Why is there a warning label about phenylalanine? Is it harmful?
Phenylalanine is one of the amino acids found in aspartame, and in many foods. It is not harmful. The warning is for those individuals with a rare genetic disease that cannot properly metabolize this amino acid, and need to watch their intake. This genetic disease is detected at birth and those individuals receive extensive diet counseling as they must also carefully control protein intakes.

Is methanol a problem?
The small amount you obtain when you consume fruits and vegetables or aspartame-sweetened products is not a problem. In fact, you get less methanol from a serving of aspartame-sweetened soda than you do from a serving of tomato juice.

What studies have been done on the safety of aspartame?
Hundreds. It’s likely that more studies have been done on aspartame than on any other food ingredient. That includes lifetime studies in animals and clinical studies in humans. Each time regulatory authorities, health associations and experts are called on to vet reports of an alleged danger of aspartame, they find them flawed and unreliable. Over and over, the safety of consuming aspartame-containing foods has been reassessed, and confirmed.

Why did the European Food Safety Authority review the safety of aspartame? What did they find? 
There is a great deal of misinformation on aspartame causing public concern. To ensure all points of view were considered, EFSA issued an open public call for all data and comments or concerns on aspartame, and compiled an independent group of experts to carefully review all the information provided.

The panel confirmed the safety of aspartame. The panel specifically stated that aspartame does not cause cancer and does not cause any problems during pregnancy and development.  The panel also assessed how much people are eating, and confirmed that intakes of aspartame are below the Acceptable Daily Intake, even for those people that are the highest users of low-calorie products.  So all consumers can confidently enjoy food and beverage products containing aspartame. 

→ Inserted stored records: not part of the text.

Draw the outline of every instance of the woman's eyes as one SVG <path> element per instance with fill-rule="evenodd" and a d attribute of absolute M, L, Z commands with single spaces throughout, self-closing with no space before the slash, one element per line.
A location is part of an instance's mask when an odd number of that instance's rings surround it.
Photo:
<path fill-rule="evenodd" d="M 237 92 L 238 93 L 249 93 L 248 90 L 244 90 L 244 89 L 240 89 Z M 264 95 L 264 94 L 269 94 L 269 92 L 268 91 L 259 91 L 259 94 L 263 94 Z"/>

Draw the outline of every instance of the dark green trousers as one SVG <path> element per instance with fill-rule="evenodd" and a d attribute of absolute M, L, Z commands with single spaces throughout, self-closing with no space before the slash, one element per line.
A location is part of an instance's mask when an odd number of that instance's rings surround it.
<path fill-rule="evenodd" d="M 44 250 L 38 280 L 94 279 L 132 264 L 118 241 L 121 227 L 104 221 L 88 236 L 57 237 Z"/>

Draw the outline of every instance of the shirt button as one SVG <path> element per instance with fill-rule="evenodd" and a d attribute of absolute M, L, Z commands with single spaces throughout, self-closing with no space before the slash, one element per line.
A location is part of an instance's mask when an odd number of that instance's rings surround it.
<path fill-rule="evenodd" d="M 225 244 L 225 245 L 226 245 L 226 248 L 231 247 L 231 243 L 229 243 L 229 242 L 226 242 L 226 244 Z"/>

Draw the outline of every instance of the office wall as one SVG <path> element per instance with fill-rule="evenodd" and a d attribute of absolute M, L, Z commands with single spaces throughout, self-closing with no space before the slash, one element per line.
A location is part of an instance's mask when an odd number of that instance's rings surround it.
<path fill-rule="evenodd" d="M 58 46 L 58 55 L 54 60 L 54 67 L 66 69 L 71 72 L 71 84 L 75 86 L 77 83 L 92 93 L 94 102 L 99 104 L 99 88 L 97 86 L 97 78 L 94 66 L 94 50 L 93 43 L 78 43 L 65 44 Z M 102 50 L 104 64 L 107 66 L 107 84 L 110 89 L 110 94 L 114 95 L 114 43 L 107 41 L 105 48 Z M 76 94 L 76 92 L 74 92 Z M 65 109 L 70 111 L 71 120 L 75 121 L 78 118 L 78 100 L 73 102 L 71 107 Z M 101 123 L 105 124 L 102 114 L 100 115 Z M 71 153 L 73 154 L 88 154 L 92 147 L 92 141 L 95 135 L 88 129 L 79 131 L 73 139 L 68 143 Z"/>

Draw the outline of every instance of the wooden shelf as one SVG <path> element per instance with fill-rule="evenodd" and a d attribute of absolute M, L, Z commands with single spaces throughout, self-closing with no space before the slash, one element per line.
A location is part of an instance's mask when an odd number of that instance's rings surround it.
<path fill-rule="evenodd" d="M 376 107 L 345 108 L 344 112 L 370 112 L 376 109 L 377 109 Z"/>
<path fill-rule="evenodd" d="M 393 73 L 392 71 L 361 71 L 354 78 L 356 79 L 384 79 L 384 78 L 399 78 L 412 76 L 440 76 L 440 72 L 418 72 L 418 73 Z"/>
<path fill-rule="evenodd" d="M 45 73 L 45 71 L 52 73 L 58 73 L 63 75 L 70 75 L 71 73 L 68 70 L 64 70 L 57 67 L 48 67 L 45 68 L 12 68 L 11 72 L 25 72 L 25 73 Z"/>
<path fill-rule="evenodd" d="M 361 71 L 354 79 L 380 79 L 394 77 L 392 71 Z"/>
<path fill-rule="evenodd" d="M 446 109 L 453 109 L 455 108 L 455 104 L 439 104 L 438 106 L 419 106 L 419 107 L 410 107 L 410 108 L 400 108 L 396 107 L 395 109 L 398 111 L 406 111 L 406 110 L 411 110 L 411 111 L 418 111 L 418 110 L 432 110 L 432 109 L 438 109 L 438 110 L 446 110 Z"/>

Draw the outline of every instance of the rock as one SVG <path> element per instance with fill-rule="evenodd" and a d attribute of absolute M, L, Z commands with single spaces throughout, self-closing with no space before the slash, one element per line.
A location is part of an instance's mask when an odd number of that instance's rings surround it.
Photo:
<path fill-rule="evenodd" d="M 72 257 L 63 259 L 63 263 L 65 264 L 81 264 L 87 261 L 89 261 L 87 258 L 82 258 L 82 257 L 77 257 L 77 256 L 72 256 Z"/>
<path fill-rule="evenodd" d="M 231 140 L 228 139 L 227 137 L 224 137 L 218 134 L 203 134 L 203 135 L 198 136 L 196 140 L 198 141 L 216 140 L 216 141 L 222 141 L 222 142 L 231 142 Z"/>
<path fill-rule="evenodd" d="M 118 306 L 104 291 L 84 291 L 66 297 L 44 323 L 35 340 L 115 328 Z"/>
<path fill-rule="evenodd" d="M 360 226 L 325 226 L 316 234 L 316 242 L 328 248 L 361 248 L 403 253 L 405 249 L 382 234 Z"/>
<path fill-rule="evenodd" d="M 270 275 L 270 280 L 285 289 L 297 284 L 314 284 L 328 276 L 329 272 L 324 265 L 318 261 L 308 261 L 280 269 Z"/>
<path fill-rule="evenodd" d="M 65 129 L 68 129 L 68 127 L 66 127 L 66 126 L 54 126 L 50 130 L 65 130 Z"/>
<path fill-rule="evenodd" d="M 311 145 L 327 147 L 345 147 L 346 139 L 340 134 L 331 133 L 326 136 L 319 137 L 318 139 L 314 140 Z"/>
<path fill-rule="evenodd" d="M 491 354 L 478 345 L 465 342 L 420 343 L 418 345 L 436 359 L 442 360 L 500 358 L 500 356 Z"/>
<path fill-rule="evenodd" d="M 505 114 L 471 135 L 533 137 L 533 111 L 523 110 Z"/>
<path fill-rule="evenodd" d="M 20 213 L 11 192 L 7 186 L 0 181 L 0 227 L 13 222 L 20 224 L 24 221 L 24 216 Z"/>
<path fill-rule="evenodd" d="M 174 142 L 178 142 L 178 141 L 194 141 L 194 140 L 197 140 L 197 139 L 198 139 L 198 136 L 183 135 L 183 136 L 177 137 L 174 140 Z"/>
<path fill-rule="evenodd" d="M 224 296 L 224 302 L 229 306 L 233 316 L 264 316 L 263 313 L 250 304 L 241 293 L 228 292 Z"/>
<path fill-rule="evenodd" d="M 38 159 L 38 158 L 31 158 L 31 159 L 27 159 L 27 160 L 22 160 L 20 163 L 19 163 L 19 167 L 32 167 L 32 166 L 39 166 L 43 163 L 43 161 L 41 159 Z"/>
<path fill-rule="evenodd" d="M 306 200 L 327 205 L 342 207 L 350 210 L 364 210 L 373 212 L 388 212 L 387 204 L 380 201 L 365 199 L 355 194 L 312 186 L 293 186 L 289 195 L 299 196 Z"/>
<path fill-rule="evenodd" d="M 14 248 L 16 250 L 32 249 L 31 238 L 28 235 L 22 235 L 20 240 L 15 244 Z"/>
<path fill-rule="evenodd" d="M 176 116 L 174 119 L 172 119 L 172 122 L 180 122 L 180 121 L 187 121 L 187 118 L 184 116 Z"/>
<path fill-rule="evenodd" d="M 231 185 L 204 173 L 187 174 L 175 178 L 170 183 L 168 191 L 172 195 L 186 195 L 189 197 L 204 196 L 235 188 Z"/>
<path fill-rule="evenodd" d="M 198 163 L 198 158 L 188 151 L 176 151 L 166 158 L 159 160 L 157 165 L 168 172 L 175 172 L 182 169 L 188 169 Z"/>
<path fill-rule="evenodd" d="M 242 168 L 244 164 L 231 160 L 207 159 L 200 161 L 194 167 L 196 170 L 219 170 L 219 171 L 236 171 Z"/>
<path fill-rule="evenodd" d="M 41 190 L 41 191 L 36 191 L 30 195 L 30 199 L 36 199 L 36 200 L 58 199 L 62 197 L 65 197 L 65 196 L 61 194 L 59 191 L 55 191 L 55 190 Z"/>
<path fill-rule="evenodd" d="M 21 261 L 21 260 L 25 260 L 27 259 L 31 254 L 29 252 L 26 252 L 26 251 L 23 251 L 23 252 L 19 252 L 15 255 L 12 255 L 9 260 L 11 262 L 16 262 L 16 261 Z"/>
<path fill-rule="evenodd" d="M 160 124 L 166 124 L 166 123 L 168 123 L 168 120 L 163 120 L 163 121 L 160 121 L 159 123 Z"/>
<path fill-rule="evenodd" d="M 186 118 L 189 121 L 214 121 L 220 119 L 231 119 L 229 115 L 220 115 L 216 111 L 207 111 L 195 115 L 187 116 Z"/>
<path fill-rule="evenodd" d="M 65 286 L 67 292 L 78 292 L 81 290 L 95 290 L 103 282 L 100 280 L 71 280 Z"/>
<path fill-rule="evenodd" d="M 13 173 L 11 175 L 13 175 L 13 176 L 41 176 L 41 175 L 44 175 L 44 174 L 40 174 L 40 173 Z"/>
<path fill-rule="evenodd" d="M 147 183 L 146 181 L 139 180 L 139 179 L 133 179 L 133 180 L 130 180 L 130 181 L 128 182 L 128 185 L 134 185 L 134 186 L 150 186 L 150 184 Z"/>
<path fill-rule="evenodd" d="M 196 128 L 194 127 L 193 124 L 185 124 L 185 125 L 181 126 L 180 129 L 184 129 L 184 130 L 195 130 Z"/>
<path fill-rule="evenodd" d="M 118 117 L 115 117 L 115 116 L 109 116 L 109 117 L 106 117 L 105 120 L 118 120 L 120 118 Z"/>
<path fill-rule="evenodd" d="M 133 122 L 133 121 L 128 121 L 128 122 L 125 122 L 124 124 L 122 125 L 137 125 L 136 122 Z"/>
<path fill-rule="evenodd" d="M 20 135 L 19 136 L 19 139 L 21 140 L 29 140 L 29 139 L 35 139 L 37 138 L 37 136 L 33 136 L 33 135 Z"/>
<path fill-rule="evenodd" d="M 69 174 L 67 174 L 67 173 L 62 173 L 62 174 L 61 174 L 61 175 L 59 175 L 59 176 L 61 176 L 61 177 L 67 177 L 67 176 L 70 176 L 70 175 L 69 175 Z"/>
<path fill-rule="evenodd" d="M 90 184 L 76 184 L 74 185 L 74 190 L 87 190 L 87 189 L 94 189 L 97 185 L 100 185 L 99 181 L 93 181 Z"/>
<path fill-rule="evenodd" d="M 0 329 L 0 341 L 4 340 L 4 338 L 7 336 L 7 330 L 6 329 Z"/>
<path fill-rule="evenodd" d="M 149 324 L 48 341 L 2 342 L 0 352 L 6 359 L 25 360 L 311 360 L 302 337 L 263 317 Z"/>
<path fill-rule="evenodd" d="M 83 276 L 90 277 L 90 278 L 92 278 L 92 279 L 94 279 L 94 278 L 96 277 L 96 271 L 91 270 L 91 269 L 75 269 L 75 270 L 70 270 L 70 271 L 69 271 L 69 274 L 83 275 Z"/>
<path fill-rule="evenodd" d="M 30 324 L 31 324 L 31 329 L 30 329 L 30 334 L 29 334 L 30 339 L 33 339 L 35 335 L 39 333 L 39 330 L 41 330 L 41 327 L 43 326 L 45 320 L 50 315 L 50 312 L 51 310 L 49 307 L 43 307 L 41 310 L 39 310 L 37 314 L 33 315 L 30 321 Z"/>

Do you advocate wider use of aspartame?
I advocate maintaining optimal body weight and, if you are diabetic or pre-diabetic, controlling levels of blood sugar. If beverages and foods with aspartame, or any other approved low-calorie sweetener can help you achieve these goals, then use them without hesitation or concern for their safety. This applies to pregnant women and children as well. Don’t make your dietary choices based on fears of aspartame that are unfounded.



Dr. Bernadene Magnuson

Dr. Bernadene Magnuson is president of BMagnuson Consulting in Mississauga, Canada. She works with the food ingredient, feed, food and beverage industries, including Coca-Cola, to develop global strategies, resolve toxicology issues and facilitate regulatory approvals. She also teaches undergraduate and graduate classes as an Associate Professor in the Dept of Nutritional Sciences in the Faculty of Medicine of the University of Toronto.